Running a pre-built model involves downloading the model and opening it with the TensorFlow Lite interprepter, preparing input data, and interpreting output data. After loading the models, the code starts streaming images from the webcam, cropping and resizing them to the height and width expected by the model. Next it sets that image as the input to the model, runs it, and gets the output. The output is an array of pixels each with 21 scores, one for each classification the model can assign. Numpy is used to set the pixel value to the number of the classification with the highest confidence and a color map is created from these. A downside of the pre-built models is they don’t necessarily provide detailed instructions on how to format inputs or even what classifications mean. However there is an example of using the segmentation model on their GitHub here.

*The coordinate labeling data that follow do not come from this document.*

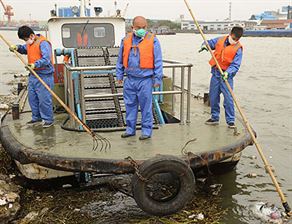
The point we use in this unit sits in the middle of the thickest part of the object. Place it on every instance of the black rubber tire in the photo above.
(158, 165)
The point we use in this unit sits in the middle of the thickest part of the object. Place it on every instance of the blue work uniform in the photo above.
(218, 86)
(40, 100)
(138, 86)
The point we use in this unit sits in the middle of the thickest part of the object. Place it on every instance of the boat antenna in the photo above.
(84, 27)
(244, 118)
(105, 144)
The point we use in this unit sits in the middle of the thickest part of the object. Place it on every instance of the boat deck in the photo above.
(168, 139)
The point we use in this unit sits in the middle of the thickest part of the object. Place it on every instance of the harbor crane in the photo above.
(7, 11)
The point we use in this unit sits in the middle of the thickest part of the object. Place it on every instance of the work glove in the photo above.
(13, 48)
(32, 66)
(224, 76)
(203, 48)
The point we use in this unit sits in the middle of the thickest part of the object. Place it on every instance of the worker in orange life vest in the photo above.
(140, 57)
(228, 52)
(39, 54)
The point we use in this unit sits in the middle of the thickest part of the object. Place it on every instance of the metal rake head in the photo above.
(100, 143)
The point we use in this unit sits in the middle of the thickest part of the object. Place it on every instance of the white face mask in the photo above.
(231, 41)
(30, 41)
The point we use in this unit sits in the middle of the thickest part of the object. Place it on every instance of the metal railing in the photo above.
(75, 96)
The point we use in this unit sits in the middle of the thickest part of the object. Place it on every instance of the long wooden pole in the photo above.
(86, 128)
(246, 122)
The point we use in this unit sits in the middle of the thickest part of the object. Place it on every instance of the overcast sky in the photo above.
(160, 9)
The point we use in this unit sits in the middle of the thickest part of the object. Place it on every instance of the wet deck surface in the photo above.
(168, 139)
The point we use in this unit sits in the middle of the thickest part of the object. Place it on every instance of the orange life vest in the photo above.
(146, 50)
(34, 51)
(224, 54)
(82, 41)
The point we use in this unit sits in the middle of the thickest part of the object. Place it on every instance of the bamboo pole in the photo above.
(245, 120)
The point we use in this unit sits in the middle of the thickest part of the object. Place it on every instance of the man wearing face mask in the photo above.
(140, 57)
(228, 52)
(39, 55)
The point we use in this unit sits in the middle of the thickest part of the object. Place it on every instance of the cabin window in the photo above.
(88, 35)
(66, 32)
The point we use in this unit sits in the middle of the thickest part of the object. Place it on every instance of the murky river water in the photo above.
(264, 89)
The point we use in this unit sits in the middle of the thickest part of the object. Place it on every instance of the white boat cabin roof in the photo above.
(76, 32)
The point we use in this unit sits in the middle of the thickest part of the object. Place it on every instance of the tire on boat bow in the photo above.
(163, 185)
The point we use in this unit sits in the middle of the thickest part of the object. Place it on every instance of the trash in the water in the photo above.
(216, 188)
(200, 216)
(11, 176)
(197, 217)
(4, 106)
(267, 212)
(3, 202)
(11, 197)
(192, 216)
(67, 186)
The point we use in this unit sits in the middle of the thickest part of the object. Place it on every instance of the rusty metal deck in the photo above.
(61, 149)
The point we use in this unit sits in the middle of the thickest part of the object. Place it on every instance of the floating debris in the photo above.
(267, 212)
(67, 186)
(252, 175)
(29, 218)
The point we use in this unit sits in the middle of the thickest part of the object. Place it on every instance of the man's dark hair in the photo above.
(24, 32)
(237, 31)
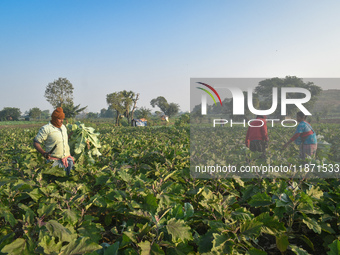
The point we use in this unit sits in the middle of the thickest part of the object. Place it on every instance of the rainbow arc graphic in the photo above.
(204, 98)
(209, 93)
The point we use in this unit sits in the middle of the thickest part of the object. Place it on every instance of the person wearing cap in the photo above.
(257, 135)
(304, 136)
(55, 134)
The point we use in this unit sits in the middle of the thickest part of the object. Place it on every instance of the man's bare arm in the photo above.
(37, 146)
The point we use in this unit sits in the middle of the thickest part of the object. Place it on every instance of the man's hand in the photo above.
(285, 146)
(46, 155)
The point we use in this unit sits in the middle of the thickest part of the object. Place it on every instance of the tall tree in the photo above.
(35, 113)
(71, 111)
(124, 102)
(265, 92)
(161, 102)
(143, 112)
(59, 92)
(172, 110)
(10, 113)
(115, 101)
(129, 103)
(168, 109)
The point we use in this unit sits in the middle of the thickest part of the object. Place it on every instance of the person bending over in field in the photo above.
(54, 136)
(304, 136)
(257, 135)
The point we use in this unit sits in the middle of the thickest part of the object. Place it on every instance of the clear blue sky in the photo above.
(155, 47)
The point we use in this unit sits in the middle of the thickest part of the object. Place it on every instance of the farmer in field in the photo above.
(304, 136)
(257, 135)
(54, 136)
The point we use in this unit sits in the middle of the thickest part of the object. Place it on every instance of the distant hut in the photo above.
(165, 117)
(139, 122)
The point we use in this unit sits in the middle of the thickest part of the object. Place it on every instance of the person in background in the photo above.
(257, 135)
(304, 136)
(54, 136)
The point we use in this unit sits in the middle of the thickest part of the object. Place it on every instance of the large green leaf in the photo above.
(112, 249)
(254, 251)
(298, 250)
(251, 228)
(179, 230)
(49, 245)
(59, 231)
(18, 247)
(46, 210)
(282, 242)
(80, 246)
(312, 224)
(335, 248)
(222, 244)
(260, 199)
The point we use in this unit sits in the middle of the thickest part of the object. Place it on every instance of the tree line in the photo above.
(59, 93)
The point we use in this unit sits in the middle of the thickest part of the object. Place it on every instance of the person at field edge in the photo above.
(257, 135)
(55, 133)
(304, 136)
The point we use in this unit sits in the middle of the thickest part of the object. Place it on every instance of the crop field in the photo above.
(138, 197)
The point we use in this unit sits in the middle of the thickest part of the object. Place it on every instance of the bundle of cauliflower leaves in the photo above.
(84, 143)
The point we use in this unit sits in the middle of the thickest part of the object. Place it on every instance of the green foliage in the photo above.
(71, 111)
(35, 113)
(59, 92)
(10, 113)
(84, 143)
(139, 198)
(183, 119)
(124, 103)
(170, 109)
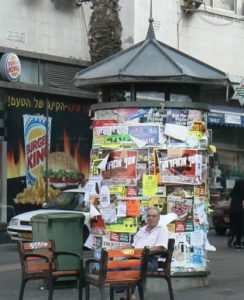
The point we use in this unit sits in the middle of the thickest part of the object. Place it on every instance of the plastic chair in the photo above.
(164, 267)
(121, 267)
(39, 261)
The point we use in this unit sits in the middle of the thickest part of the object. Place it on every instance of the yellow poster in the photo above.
(149, 185)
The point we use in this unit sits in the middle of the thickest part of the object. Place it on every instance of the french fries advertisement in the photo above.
(47, 149)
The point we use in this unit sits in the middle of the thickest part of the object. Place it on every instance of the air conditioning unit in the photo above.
(190, 5)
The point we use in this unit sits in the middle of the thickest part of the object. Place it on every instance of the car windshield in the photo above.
(68, 201)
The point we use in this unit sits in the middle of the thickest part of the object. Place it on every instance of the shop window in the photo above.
(31, 71)
(228, 5)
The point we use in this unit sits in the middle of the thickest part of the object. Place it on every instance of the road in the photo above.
(226, 278)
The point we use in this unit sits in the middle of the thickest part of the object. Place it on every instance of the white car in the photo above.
(73, 201)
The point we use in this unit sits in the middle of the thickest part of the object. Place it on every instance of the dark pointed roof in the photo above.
(150, 61)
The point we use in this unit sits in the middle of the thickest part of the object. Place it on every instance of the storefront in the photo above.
(44, 123)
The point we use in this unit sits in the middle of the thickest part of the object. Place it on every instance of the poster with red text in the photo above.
(121, 168)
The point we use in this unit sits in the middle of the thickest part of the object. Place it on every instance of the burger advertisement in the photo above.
(48, 147)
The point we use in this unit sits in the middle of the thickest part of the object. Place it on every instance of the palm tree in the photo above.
(104, 29)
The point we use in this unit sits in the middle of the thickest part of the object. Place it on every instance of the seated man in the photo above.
(155, 236)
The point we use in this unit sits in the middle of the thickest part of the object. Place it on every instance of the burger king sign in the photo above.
(10, 67)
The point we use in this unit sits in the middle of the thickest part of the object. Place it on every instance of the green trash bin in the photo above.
(66, 229)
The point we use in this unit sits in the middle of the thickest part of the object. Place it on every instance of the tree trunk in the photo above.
(104, 29)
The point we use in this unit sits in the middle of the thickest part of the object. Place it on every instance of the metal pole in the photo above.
(47, 147)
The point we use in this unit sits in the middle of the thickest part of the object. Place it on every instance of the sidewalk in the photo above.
(226, 278)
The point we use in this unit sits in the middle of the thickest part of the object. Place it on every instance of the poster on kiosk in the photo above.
(152, 157)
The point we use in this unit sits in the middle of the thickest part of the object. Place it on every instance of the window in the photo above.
(229, 5)
(31, 71)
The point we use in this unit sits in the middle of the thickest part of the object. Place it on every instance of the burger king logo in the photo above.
(10, 67)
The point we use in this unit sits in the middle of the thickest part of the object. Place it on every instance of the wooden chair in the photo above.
(121, 267)
(39, 261)
(164, 267)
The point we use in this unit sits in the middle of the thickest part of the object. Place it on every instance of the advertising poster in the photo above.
(121, 168)
(149, 134)
(180, 201)
(189, 252)
(57, 137)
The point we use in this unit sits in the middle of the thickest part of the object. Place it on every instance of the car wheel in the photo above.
(220, 231)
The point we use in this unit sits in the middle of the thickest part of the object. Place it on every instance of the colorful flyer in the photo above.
(182, 166)
(121, 168)
(149, 185)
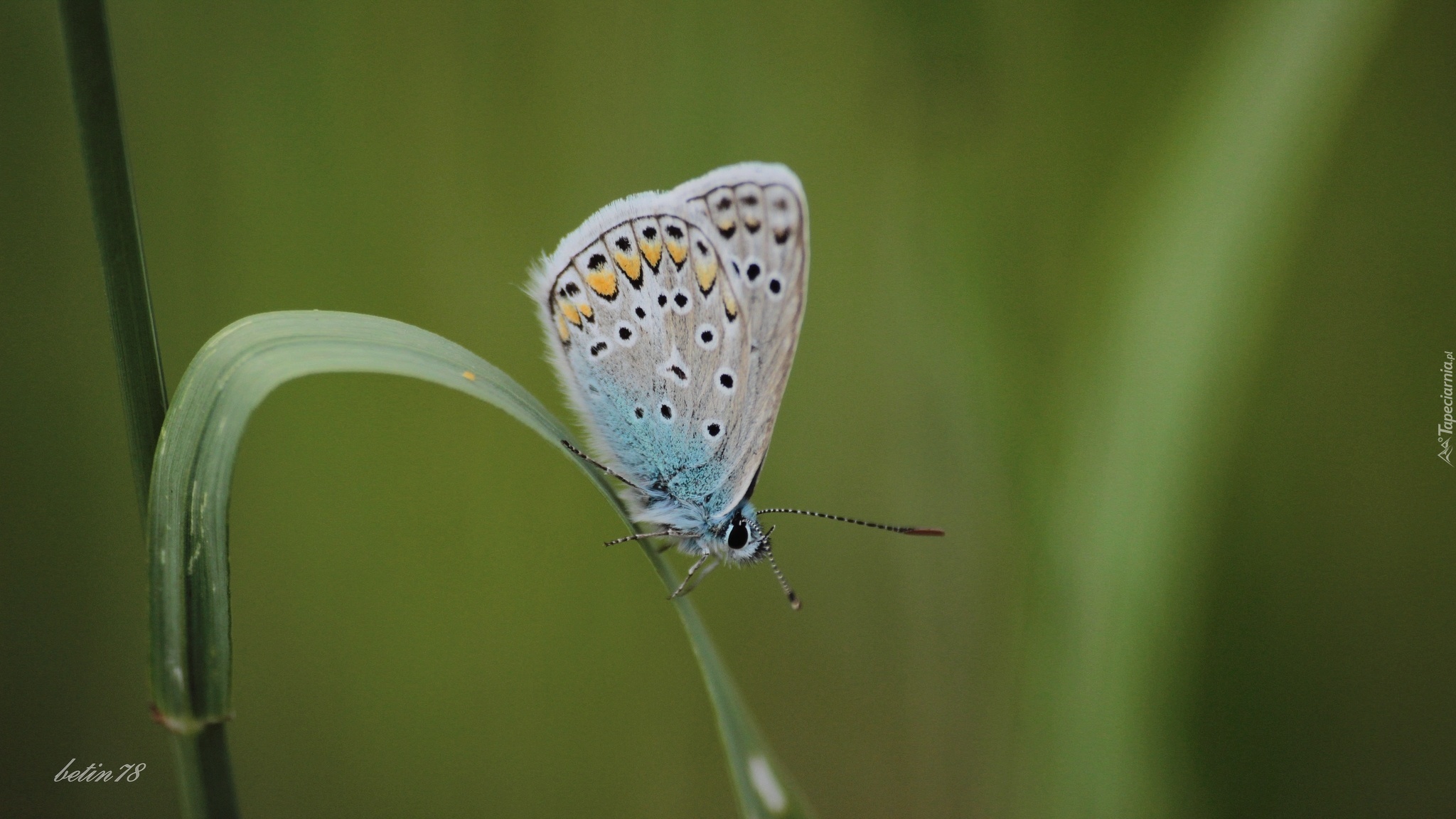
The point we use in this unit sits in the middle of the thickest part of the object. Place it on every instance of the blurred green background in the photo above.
(424, 620)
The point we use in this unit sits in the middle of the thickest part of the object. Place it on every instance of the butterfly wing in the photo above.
(757, 216)
(673, 323)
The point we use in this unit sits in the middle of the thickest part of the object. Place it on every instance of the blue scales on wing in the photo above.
(673, 318)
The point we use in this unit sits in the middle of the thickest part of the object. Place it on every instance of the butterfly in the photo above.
(672, 319)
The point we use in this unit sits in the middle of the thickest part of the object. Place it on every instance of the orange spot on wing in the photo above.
(629, 264)
(604, 282)
(707, 274)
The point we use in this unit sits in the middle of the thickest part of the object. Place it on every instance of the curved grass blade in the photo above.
(236, 369)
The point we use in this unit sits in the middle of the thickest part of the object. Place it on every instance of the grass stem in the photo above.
(203, 759)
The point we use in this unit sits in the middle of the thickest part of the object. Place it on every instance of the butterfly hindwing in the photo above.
(675, 318)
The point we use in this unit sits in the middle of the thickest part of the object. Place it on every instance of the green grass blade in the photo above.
(94, 90)
(236, 369)
(203, 763)
(1197, 269)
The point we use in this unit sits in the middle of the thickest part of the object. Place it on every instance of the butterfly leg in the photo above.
(599, 465)
(685, 588)
(646, 535)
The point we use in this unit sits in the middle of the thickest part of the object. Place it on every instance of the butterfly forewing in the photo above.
(675, 318)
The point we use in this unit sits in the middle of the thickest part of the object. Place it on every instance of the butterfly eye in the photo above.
(737, 535)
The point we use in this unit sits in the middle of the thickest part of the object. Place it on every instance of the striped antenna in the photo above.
(897, 530)
(768, 547)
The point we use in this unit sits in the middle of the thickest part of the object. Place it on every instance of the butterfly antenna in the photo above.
(788, 591)
(897, 530)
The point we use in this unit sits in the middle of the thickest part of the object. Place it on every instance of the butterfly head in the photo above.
(742, 540)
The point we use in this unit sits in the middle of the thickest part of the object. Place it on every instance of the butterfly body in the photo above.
(673, 319)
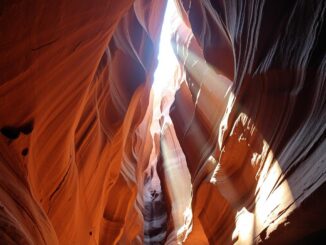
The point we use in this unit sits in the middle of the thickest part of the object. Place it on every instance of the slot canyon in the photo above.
(162, 122)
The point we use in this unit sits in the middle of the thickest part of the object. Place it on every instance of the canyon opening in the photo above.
(162, 122)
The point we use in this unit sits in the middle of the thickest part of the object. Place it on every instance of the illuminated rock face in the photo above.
(78, 160)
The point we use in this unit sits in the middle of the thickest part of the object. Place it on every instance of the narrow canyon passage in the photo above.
(162, 122)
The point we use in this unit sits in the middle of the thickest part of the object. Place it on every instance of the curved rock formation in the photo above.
(89, 155)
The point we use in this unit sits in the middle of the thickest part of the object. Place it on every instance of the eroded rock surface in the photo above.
(89, 156)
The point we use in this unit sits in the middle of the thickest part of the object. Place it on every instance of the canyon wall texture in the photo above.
(236, 155)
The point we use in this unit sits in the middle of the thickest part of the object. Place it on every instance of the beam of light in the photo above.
(164, 76)
(214, 89)
(167, 79)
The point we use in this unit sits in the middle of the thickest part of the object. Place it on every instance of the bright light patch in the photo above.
(167, 61)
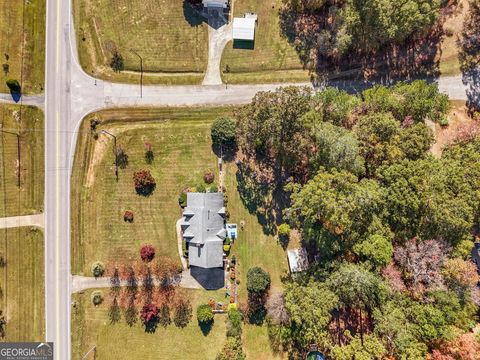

More Robotics Applications
There are huge numbers of options for how TensorFlow can be used to help robotics. The obvious options are segmentation maps, object detection, and voice command recognition where pre-built models are available. Creating custom models massively expands the possibilities. Using TensorFlow for pathfinding could be another project but looks fairly difficult. Training data must be collected and prepared and a simulation of the robot might be useful for training. Another option would be to take image and sensor data (from laser range finders for example) and use them to plan which directions are safe to move in. This field/use is often called sensor fusion, taking all the data coming in and creating a useful model from it. One more pre-built model I thought looked interesting is a pose-estimation model that estimates what pose a person is standing in. This could be used to add human interaction such as having the robot respond to gestures such as waves.
I think TensorFlow is a good option for a robot, especially the Coral Edge TPU for power efficiency. Tensorflow has many pre-trained models which as well as new models have the potential to majorly improve the robots perception.